Evidence supporting the use of the older renal formulas is scant and of poor quality. In addition, the cost of the older renal formulas is 10 to 15 times that of standard polymeric formulas. These formulas have now been replaced with standard polymeric proteins since most patients with acute renal failure are now being dialyzed or are receiving CRRT. The new renal formulas continue to be more calorie dense (usually 2 kcal/mL) with minimal electrolytes or additives (K+, Mg2+, PO4-) that could accumulate in renal failure. They are appropriate for patients whose serum electrolyte and mineral levels are difficult to control.
Pulmonary Formula
Respiratory quotient (RQ) is defined as the molecule of carbon dioxide produced per molecule of oxygen consumed (VCO2/VO2). Pulmonary formulas (e.g., PulmoCare) are designed to decrease carbon dioxide by providing the fuel substrate with the lower respiratory quotient (see Table 65.2). To achieve this, the manufacturer decreases the carbohydrate-to-fat ratio to achieve fat calories of about 38% to 55%. By decreasing the carbohydrates (RQ = 1)–to–fat (RQ = 0.7) ratio, the assumption is that the carbon dioxide production is reduced as well.

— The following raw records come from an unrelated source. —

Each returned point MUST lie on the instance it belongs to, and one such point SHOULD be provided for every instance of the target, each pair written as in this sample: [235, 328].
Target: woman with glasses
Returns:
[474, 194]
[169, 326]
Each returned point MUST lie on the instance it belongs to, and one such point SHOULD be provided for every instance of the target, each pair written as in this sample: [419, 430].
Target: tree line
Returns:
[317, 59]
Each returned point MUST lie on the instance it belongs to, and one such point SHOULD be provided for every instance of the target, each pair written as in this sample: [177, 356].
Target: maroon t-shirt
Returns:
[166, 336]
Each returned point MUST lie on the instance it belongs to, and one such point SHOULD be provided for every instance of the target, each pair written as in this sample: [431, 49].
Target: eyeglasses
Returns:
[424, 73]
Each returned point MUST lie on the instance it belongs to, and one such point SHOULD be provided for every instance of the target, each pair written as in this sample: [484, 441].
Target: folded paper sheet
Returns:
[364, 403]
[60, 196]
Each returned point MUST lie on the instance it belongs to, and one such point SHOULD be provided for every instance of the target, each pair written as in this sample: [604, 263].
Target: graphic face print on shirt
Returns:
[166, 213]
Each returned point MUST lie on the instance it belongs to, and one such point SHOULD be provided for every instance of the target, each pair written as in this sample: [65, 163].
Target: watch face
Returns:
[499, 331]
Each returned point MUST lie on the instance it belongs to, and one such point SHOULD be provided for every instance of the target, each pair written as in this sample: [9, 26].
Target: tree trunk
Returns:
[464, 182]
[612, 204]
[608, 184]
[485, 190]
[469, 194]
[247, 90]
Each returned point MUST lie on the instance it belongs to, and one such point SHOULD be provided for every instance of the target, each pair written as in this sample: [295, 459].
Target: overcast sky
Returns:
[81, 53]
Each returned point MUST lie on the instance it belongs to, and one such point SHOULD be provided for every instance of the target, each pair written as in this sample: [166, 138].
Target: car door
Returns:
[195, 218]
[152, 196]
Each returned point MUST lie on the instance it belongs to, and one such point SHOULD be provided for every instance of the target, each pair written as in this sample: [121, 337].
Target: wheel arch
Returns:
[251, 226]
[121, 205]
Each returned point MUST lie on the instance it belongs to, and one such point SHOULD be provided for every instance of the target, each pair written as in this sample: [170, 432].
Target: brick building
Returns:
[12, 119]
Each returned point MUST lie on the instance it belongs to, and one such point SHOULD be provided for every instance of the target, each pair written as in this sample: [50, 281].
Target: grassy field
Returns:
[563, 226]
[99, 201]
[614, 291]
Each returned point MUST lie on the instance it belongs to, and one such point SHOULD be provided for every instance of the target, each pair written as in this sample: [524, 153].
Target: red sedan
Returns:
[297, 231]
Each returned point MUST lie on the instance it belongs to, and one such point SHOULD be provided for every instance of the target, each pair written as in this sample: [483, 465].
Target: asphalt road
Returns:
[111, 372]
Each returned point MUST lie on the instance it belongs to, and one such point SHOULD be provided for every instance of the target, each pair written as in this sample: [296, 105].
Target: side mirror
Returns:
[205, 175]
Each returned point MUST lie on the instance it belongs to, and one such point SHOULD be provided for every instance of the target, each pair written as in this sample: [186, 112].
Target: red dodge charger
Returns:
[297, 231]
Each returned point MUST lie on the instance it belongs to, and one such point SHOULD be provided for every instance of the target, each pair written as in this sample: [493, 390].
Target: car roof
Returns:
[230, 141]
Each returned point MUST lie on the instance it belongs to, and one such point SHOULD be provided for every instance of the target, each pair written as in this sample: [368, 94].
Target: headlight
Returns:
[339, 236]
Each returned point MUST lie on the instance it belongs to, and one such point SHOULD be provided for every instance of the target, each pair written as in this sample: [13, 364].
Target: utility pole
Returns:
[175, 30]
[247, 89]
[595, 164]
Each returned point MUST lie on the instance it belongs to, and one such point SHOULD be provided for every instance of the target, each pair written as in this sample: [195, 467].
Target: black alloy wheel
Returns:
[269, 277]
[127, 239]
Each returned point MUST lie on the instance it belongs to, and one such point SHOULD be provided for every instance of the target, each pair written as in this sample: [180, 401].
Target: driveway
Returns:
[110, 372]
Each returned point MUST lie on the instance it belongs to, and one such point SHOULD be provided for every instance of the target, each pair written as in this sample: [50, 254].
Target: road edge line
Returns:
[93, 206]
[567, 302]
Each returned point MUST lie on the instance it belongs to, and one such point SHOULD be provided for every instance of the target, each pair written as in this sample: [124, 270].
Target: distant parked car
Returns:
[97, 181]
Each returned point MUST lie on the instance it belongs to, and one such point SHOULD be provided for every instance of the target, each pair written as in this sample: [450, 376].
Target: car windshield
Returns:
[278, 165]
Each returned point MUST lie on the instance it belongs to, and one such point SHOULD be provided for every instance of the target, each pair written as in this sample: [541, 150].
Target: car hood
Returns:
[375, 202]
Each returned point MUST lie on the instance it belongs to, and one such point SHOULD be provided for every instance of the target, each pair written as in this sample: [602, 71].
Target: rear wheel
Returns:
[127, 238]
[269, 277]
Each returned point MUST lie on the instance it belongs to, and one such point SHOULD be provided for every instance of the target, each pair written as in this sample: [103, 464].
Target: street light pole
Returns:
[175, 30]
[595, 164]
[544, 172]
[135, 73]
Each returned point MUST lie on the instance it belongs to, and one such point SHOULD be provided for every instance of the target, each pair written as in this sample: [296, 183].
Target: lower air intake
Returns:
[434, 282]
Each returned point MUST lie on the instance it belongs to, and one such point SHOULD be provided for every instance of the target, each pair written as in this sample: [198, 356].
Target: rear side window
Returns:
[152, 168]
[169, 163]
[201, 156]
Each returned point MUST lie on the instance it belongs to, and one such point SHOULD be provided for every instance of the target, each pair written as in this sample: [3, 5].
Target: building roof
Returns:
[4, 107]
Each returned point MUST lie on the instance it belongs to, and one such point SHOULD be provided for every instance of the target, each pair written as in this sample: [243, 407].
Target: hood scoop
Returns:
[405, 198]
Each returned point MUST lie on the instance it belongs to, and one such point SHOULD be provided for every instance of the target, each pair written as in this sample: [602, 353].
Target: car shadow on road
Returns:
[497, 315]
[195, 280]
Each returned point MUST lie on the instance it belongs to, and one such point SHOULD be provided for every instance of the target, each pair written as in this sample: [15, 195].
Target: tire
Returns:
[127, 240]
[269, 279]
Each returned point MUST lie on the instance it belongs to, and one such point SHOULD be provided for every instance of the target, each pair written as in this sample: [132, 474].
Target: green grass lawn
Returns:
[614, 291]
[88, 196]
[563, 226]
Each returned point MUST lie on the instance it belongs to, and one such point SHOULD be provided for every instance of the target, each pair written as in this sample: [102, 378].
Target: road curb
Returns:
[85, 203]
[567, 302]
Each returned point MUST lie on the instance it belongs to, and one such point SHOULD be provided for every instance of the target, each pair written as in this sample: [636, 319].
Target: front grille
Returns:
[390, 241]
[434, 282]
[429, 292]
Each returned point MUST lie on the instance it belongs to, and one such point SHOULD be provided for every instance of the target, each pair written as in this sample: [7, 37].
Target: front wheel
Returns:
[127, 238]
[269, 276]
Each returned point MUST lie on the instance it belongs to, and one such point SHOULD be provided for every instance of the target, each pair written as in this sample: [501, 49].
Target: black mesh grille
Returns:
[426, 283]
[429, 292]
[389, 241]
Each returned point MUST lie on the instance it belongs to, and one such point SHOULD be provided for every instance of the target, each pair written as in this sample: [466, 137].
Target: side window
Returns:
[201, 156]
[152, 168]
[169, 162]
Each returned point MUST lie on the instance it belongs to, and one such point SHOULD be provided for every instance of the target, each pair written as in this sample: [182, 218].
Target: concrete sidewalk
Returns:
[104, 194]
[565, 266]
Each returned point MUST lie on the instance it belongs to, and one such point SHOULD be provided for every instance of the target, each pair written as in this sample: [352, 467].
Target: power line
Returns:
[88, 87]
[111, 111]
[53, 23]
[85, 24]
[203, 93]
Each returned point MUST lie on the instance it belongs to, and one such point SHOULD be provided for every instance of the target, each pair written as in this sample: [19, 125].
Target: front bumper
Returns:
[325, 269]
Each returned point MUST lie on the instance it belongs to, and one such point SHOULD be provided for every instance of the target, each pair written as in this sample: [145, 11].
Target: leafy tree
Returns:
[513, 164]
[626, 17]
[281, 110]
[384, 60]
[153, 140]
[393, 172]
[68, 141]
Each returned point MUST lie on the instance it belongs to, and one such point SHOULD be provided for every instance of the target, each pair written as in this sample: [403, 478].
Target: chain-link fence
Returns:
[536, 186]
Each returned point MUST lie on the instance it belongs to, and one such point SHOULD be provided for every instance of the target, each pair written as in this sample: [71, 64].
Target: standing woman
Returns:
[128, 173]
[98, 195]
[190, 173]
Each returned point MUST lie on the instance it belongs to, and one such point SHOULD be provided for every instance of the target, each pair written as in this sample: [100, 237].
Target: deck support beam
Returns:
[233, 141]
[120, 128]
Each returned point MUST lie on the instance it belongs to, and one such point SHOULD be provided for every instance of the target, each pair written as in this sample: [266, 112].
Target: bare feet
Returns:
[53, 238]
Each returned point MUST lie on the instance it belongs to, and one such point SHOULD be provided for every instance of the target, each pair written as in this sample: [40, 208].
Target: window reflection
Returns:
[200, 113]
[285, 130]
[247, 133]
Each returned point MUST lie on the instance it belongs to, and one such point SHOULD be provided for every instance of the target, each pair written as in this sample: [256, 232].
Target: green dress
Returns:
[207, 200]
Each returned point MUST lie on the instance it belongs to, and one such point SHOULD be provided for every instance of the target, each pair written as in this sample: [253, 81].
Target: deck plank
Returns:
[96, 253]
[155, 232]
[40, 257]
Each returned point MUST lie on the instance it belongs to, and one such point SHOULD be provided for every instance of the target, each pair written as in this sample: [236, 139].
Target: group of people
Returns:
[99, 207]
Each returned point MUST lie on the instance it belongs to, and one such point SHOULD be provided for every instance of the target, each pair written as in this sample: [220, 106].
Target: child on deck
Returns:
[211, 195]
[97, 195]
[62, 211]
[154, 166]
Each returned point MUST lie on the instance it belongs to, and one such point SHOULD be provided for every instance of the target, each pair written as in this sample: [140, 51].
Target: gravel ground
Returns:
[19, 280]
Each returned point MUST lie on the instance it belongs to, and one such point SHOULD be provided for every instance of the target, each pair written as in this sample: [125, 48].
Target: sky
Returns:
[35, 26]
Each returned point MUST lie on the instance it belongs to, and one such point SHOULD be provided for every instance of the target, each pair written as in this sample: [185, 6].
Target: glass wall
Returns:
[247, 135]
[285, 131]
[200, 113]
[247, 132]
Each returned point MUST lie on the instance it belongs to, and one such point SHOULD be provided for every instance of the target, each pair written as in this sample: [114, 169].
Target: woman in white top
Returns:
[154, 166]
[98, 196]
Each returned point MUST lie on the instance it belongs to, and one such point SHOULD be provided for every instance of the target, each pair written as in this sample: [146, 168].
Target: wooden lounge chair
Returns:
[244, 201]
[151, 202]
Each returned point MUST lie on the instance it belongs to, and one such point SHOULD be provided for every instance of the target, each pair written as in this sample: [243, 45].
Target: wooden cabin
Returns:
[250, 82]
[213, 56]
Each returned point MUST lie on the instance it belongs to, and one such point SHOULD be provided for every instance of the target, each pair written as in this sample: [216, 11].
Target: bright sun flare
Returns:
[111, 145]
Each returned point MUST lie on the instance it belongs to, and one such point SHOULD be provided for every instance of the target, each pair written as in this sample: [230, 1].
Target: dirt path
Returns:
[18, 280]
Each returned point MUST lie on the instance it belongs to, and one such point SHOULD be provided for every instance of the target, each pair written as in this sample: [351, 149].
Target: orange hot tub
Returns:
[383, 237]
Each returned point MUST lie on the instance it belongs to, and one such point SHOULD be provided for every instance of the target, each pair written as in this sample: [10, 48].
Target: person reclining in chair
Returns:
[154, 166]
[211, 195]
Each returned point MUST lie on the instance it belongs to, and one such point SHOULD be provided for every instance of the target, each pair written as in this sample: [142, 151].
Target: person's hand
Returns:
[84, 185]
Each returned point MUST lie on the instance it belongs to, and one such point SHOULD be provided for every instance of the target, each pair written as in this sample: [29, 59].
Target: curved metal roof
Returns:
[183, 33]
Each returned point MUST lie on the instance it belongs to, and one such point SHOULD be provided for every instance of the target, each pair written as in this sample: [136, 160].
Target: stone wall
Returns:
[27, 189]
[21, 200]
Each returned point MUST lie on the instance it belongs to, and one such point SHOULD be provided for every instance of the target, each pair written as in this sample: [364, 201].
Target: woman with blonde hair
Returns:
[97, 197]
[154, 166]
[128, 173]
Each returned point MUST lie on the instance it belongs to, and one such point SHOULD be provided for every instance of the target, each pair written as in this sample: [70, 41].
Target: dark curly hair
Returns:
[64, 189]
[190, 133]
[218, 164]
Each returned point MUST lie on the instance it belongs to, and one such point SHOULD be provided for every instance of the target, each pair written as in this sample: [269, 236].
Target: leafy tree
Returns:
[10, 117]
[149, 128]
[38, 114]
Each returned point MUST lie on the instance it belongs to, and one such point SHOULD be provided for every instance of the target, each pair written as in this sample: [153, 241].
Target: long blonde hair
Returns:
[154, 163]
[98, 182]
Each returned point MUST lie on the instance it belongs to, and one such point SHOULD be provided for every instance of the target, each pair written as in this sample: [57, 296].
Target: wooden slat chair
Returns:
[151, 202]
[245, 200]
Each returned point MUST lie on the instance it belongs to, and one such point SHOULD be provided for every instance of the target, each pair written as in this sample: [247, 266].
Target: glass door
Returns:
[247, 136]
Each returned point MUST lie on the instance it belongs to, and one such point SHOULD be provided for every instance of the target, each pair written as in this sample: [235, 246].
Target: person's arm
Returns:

Studies looking at the benefit of high-fat enteral feeds have been criticized as having a small sample size. One trial looking at high-fat enteral formula in 12 patients with chronic airflow obstruction suggests that the higher-fat formulas may be less likely to impair work performance in patients with chronic airflow obstruction (23). Another trial looking at 20 artificially ventilated patients demonstrated that the high-fat group spent 62 hours less time on the ventilator and the result was clinically significant (24). More recent evidence suggests that reducing total calories is more important than the source of calories, in terms of reducing carbon dioxide production (since the RQ of lipogenesis or overfeeding is 1–1.2) (25).
The source of fat has also changed over the years. Many formulas marketed today list canola oil and medium-chain triglyceride (MCT) oil as the primary sources of fat, compared to fat formulas containing higher omega-6 fatty acids (precursor of arachidonic acid) that were used in the clinical trials. Whether the data from the earlier studies can be extrapolated to reflect the effect of the modern formulas on CO2 remains to be answered.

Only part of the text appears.